Die Idee einer Bürgerversicherung wird dieses Problem der zwei Klassen Medizin nicht lösen. Auch die galoppierende Kostenexplosion wird dadurch nicht beendet werden können. Wir dürfen bei den Problemen unseres Gesundheitssystems nicht nur die Kosten im Auge behalten. Wenn durch die Kurzsichtigkeit der Buchhalter wesentliche Ideen und Techniken der Medizin ausgeschlossen werden, ist das weit mehr als Körperverletzung. Es ist ein Verbrechen an der gesamten Menschheit!

Ärzte und speziell die Zahnärzte verzweifeln, daß sie das, was sie erkennen können, was für einen Patienten tatsächlich gesundheitsförderlich wäre, nicht anwenden dürfen, weil es von den Kassen nicht bezahlt wird. Die Zahnärzte wollten sich schon geschlossen aus dem Kassensystem verabschieden!

So wie die Deutsche Mitte die Macht des Bankenkartells brechen will, sind auch im Gesundheitswesen mehr als nur schönheitstechnische Reförmchen notwendig.
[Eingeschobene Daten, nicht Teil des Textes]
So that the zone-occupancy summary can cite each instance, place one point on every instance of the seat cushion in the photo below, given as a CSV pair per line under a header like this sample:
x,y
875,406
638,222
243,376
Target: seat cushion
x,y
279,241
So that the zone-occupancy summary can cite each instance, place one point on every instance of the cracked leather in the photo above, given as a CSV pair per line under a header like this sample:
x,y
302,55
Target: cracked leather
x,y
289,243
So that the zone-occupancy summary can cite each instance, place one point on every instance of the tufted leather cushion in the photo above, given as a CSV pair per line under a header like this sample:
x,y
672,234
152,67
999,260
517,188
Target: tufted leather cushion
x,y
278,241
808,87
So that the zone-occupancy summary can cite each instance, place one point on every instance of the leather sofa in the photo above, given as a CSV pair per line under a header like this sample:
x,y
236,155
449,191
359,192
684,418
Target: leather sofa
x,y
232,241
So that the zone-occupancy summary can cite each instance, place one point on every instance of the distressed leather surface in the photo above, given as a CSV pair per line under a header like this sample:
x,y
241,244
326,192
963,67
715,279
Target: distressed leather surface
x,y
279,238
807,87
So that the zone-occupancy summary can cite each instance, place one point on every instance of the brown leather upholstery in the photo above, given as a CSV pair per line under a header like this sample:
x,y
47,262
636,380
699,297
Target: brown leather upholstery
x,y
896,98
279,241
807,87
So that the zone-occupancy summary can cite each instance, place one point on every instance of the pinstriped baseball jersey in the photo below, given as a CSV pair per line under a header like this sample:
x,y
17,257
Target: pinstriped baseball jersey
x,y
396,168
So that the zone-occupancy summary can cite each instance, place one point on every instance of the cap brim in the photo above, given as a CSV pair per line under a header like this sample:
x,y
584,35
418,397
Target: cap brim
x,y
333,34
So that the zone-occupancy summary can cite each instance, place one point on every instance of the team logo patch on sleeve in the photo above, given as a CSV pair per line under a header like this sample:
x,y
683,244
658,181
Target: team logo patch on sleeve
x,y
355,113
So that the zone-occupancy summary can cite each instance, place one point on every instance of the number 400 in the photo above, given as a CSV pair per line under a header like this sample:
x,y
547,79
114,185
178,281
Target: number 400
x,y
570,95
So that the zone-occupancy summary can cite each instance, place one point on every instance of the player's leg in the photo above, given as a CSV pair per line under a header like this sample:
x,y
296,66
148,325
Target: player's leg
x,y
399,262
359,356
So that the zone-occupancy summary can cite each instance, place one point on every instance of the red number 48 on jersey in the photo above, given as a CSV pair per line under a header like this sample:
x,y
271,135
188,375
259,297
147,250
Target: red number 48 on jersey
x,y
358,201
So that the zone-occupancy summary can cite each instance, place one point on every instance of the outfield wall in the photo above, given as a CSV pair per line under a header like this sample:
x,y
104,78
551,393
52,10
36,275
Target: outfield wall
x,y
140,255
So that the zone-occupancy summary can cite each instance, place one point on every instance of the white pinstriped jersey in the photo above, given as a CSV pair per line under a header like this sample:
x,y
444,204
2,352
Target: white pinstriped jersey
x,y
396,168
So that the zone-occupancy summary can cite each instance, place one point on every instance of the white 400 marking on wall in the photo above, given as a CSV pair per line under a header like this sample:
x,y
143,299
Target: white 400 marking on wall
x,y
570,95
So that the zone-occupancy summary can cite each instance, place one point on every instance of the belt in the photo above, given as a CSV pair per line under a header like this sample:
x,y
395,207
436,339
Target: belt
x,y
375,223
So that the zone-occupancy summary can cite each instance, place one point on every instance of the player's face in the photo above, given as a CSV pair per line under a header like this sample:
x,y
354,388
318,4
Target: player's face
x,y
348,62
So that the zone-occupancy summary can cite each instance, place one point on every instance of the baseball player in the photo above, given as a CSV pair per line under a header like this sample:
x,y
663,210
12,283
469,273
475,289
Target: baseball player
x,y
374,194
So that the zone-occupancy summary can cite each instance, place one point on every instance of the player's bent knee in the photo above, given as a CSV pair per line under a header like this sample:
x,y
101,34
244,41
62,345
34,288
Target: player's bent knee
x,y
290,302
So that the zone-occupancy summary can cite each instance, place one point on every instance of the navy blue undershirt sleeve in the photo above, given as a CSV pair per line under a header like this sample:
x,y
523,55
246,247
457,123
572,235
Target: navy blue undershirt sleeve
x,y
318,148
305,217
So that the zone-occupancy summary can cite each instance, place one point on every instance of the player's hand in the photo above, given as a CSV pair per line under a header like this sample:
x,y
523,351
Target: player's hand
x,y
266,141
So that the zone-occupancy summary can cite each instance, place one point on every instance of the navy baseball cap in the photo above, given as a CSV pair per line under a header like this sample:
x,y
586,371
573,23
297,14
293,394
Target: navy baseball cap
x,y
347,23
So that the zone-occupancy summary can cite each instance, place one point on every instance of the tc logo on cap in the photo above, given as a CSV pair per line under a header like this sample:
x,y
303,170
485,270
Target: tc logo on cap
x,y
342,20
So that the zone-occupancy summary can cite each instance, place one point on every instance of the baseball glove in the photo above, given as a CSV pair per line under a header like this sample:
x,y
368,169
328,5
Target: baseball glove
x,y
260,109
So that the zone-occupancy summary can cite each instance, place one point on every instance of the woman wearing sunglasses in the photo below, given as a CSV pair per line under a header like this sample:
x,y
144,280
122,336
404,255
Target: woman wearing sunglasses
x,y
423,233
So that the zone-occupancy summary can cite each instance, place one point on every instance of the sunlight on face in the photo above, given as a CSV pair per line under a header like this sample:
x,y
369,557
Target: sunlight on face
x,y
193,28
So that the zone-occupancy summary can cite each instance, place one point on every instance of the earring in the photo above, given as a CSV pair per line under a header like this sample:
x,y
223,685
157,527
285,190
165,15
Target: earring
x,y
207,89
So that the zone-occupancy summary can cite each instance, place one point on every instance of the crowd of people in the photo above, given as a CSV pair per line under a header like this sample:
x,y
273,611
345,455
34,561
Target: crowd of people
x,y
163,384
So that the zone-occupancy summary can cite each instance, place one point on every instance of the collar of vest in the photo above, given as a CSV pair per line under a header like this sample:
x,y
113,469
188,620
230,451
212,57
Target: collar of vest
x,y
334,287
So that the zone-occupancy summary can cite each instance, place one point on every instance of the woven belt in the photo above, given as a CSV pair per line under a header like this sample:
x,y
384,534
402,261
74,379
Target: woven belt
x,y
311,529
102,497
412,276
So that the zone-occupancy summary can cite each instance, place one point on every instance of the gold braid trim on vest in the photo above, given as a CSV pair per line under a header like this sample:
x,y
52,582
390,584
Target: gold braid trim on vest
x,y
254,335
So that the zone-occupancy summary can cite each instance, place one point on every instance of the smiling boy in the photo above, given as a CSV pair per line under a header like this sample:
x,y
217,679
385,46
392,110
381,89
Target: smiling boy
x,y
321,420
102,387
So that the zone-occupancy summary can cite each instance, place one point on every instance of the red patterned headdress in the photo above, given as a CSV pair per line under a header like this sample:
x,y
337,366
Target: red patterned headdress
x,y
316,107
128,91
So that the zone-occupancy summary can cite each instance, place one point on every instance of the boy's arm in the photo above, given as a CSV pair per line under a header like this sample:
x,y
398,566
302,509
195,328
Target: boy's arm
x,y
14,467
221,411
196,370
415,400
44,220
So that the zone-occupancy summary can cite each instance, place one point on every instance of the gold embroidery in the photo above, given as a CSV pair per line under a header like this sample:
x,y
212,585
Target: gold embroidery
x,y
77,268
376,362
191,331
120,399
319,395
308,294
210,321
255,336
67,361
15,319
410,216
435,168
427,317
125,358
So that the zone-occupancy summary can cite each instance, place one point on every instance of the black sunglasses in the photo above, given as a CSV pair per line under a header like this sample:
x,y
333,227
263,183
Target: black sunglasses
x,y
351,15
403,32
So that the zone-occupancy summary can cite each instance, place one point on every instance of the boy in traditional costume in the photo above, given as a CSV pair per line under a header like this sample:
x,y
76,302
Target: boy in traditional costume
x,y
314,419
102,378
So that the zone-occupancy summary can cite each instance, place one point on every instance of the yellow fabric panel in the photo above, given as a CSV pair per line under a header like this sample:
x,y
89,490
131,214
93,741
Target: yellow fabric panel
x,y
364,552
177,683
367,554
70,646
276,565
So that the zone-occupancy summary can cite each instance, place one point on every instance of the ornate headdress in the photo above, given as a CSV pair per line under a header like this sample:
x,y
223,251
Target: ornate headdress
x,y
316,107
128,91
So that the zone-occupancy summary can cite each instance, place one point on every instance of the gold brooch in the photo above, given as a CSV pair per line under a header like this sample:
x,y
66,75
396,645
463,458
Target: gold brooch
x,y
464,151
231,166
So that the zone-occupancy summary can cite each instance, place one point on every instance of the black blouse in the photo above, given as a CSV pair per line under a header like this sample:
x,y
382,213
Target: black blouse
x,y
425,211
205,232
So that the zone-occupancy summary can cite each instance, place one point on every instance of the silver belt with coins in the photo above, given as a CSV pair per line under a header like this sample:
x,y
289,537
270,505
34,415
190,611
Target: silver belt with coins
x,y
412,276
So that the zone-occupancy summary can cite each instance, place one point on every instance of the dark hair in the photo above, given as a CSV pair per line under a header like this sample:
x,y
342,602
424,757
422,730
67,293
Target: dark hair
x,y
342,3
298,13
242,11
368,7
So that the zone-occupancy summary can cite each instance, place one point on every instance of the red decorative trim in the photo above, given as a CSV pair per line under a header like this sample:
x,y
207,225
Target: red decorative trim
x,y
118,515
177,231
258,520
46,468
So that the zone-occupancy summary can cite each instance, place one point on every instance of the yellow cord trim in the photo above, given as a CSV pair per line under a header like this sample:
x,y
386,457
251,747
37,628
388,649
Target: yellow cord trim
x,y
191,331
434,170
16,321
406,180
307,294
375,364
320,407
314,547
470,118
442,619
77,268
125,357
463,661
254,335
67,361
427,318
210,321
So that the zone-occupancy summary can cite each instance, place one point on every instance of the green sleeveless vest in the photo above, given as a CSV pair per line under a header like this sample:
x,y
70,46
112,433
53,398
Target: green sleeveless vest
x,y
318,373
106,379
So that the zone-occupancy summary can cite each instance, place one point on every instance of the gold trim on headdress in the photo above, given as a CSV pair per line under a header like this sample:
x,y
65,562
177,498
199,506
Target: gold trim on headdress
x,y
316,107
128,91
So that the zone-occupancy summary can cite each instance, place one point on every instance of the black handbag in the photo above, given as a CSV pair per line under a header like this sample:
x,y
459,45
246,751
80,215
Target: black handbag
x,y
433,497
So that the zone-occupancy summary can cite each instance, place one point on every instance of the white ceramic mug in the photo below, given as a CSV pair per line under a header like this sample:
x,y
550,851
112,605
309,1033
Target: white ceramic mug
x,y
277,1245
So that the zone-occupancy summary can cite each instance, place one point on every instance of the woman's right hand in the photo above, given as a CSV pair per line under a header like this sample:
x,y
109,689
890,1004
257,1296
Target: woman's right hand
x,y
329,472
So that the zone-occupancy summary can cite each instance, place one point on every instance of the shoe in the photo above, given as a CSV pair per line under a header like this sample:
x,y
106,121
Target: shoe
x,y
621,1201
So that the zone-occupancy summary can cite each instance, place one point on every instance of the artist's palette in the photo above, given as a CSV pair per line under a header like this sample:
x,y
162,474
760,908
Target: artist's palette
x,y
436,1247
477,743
Zentralistische Systeme sind in ihrer Endphase immer faschistisch. Wie in der gesamten Politik gehört die Hauptverantwortung wieder nach unten. An der Stelle, an der die Entscheidungen fällig werden gehört auch die Hauptverantwortung hin. Das ist das Subsidiaritätsprinzip. Das ermöglicht ohne großen Verwaltungsaufwand schnelle Entscheidungen auf kurzen Wegen, die dadurch auch viel weniger Kontrollmechanismen oben drüber benötigen.

Auch die inquisitorische Haltung der „medizynischen Wissenschaft“ gilt es aufzubrechen. „Wer heilt hat Recht“, sollte der Grundsatz sein, auch wenn eine verbohrte Wissenschaft die Gesetzmäßigkeiten, die dahinter stehen, bewußt nicht wahrnehmen will. Gerade die Geschichte der medizinischen Wissenschaft ist voll von Beispielen überheblicher Intoleranz gegenüber neuen Erkenntnissen einzelner Pioniere.

Die Deutsche Mitte wird sich für die Befreiung der Wissenschaft von den wirtschaftlichen und ideologischen Fesseln einsetzen. Unsere Universitäten sollen auch wieder Bildungsstätten werden, in der man sich universell bilden kann und nicht für den eingeschränkten Bedarf in der Industrie gedrillt wird, bei Abgabe von Gewissen und gesundem Menschenverstand.